Latest Hadoop Interview Questions -Part 13

131. Explain the Reducer’s reduce phase?
Ans: In this phase the reduce(MapOutKeyType, Iterable, Context) method is called for
each pair in the grouped inputs. The output of the reduce task is typically written to the
FileSystem via Context.write(ReduceOutKeyType, ReduceOutValType). Applications
can use the Context to report progress, set application-level status messages and update
Counters, or just indicate that they are alive. The output of the Reducer is not sorted.

132. How many Reducers should be configured?
Ans: The right number of reduces seems to be 0.95 or 1.75 multiplied by (<no. of
nodes> * mapreduce.tasktracker.reduce.tasks.maximum).
With 0.95 all of the reduces can launch immediately and start transfering map outputs as
the maps finish. With 1.75 the faster nodes will finish their first round of reduces and
launch a second wave of reduces doing a much better job of load balancing. Increasing
the number of reduces increases the framework overhead, but increases load balancing
and lowers the cost of failures.

133. It can be possible that a Job has 0 reducers?
Ans: It is legal to set the number of reduce-tasks to zero if no reduction is desired.

134. What happens if number of reducers are 0?
Ans: In this case the outputs of the map-tasks go directly to the FileSystem, into the
output path set by setOutputPath(Path). The framework does not sort the map-outputs
before writing them out to the FileSystem.

135. How many instances of JobTracker can run on a Hadoop Cluser?
Ans: Only one

136. What is the JobTracker and what it performs in a Hadoop Cluster?
Ans: JobTracker is a daemon service which submits and tracks the MapReduce
tasks to the Hadoop cluster. It runs its own JVM process. And usually it run on a
separate machine, and each slave node is configured with job tracker node
location.
The JobTracker is single point of failure for the Hadoop MapReduce service. If it
goes down, all running jobs are halted.
JobTracker in Hadoop performs following actions
 Client applications submit jobs to the Job tracker.
 The JobTracker talks to the NameNode to determine the location of the data
 The JobTracker locates TaskTracker nodes with available slots at or near the
data
 The JobTracker submits the work to the chosen TaskTracker nodes
 The TaskTracker nodes are monitored. If they do not submit heartbeat signals
often enough, they are deemed to have failed and the work is scheduled on a
different TaskTracker.
 A TaskTracker will notify the JobTracker when a task fails. The JobTracker
decides what to do then: it may resubmit the job elsewhere, it may mark that
specific record as something to avoid, and it may may even blacklist the
TaskTracker as unreliable.
 When the work is completed, the JobTracker updates its status.
 Client applications can poll the JobTracker for information.

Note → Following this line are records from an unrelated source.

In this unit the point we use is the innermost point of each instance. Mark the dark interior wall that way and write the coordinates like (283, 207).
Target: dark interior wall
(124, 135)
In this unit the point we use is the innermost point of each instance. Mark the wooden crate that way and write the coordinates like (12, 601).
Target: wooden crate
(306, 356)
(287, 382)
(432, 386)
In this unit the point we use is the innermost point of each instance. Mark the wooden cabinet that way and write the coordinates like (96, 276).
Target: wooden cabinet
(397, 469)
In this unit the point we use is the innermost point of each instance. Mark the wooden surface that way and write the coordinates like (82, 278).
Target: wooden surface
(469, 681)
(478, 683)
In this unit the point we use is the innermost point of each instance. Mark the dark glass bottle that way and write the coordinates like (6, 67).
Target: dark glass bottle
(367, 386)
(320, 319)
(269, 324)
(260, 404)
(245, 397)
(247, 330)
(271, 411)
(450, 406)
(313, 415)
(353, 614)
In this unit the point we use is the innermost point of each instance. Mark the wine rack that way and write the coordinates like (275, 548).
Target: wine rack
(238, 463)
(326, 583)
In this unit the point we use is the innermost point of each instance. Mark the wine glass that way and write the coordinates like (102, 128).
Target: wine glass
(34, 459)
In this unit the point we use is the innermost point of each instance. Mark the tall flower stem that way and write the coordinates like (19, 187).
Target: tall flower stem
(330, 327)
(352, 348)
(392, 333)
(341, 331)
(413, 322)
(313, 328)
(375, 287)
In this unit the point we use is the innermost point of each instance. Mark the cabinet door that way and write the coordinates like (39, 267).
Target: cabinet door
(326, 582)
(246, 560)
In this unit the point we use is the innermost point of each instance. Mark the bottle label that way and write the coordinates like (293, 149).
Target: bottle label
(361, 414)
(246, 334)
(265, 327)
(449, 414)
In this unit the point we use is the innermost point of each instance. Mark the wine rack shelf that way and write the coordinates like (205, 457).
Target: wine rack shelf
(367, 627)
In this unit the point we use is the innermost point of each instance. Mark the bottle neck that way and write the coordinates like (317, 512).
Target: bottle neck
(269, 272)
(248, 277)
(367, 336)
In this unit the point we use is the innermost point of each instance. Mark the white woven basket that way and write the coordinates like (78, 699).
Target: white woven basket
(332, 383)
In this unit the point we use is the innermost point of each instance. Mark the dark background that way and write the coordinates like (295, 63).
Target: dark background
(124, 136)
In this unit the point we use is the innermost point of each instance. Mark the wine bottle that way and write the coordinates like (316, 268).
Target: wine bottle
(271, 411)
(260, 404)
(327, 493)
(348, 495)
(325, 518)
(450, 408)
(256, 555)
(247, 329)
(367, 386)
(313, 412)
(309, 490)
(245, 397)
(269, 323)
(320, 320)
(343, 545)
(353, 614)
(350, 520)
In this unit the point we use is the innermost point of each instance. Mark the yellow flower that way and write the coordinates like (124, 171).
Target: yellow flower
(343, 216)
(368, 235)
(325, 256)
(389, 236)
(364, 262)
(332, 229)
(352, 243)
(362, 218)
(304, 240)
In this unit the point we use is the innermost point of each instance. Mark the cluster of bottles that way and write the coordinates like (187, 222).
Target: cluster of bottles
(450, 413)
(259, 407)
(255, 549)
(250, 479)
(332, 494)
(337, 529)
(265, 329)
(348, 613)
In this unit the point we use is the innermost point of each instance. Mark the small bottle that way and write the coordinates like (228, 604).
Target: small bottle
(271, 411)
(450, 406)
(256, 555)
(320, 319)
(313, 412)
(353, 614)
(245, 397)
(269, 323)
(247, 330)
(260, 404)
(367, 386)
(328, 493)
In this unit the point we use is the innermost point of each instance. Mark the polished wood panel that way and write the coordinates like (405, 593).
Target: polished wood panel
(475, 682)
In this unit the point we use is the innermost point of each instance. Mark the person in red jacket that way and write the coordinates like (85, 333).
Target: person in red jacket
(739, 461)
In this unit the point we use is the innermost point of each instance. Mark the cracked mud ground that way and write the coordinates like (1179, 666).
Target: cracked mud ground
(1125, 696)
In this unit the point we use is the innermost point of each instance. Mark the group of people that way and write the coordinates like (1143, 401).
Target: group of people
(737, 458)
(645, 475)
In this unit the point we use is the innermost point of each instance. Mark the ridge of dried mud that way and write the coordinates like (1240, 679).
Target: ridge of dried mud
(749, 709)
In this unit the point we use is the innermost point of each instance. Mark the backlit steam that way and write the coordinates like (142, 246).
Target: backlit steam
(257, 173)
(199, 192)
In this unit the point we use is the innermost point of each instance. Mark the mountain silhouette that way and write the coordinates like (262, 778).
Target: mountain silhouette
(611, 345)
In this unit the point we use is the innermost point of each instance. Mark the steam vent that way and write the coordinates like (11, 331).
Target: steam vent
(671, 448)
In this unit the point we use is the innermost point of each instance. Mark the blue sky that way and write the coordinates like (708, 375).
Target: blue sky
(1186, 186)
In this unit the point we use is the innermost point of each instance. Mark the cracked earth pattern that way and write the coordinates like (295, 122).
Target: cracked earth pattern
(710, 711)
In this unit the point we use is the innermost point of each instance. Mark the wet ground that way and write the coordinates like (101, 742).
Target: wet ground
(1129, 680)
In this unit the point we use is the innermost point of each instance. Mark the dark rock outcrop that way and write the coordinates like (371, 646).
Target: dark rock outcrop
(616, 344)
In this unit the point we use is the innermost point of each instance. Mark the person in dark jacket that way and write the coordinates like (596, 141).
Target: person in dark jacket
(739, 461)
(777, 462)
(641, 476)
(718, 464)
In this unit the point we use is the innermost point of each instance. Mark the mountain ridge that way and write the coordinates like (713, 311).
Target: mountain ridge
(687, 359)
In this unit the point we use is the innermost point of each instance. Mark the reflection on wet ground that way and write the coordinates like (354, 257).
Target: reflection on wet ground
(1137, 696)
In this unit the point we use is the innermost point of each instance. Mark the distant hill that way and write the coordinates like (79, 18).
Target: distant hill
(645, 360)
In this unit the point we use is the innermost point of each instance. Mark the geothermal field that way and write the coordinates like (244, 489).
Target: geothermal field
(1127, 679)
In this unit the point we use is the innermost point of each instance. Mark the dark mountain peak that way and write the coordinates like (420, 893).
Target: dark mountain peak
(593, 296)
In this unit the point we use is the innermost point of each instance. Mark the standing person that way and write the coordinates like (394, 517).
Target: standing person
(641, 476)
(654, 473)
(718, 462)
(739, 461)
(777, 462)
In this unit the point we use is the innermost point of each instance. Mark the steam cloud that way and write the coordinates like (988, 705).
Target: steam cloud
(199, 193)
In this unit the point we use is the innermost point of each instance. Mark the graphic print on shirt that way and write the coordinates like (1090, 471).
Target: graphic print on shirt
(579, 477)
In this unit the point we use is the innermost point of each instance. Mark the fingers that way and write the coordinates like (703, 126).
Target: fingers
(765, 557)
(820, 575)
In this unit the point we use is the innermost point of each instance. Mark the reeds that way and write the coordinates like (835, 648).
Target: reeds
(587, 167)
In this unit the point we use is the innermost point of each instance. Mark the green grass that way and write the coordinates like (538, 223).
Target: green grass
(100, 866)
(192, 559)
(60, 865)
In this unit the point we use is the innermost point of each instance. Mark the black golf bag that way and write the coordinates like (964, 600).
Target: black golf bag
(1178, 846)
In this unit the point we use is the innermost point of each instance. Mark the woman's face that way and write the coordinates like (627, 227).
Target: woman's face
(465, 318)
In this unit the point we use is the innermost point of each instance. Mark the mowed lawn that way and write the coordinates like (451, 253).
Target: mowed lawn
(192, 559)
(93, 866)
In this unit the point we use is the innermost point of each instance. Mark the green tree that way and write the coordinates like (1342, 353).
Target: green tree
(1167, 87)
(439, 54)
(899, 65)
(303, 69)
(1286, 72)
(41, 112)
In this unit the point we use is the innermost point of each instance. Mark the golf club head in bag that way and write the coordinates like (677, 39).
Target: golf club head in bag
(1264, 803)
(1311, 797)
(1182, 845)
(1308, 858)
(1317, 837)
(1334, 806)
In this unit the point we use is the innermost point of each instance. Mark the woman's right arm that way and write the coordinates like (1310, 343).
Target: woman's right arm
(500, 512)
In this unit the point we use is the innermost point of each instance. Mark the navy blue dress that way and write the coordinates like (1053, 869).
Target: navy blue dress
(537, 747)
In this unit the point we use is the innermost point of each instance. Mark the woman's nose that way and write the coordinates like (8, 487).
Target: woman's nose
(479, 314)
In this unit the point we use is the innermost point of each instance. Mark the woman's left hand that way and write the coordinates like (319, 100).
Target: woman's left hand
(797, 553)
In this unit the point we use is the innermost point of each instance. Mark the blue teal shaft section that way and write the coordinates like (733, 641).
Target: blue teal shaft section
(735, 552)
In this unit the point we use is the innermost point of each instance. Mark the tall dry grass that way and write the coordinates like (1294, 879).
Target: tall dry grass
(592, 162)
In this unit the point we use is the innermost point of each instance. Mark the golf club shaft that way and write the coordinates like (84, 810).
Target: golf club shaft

137. How a task is scheduled by a JobTracker?
Ans: The TaskTrackers send out heartbeat messages to the JobTracker, usually
every few minutes, to reassure the JobTracker that it is still alive. These
messages also inform the JobTracker of the number of available slots, so the
JobTracker can stay up to date with where in the cluster work can be delegated.
When the JobTracker tries to find somewhere to schedule a task within the
MapReduce operations, it first looks for an empty slot on the same server that
hosts the DataNode containing the data, and if not, it looks for an empty slot on a
machine in the same rack.

138. How many instances of Tasktracker run on a Hadoop cluster?
Ans: There is one Daemon Tasktracker process for each slave node in the
Hadoop cluster.

139. What are the two main parts of the Hadoop framework?
Ans: Hadoop consists of two main parts
 Hadoop distributed file system, a distributed file system with high throughput,
 Hadoop MapReduce, a software framework for processing large data sets.

140. Explain the use of TaskTracker in the Hadoop cluster?
Ans: A Tasktracker is a slave node in the cluster which that accepts the tasks
from JobTracker like Map, Reduce or shuffle operation. Tasktracker also runs in
its own JVM Process.
Every TaskTracker is configured with a set of slots; these indicate the number of
tasks that it can accept. The TaskTracker starts a separate JVM processes to do
the actual work (called as Task Instance) this is to ensure that process failure
does not take down the task tracker.©Hadoop Learning Resources (Note: PappuPass.com is changed to HadoopExam.com) 13
The Tasktracker monitors these task instances, capturing the output and exit
codes. When the Task instances finish, successfully or not, the task tracker
notifies the JobTracker.
The TaskTrackers also send out heartbeat messages to the JobTracker, usually
every few minutes, to reassure the JobTracker that it is still alive. These
messages also inform the JobTracker of the number of available slots, so the

JobTracker can stay up to date with where in the cluster work can be delegated.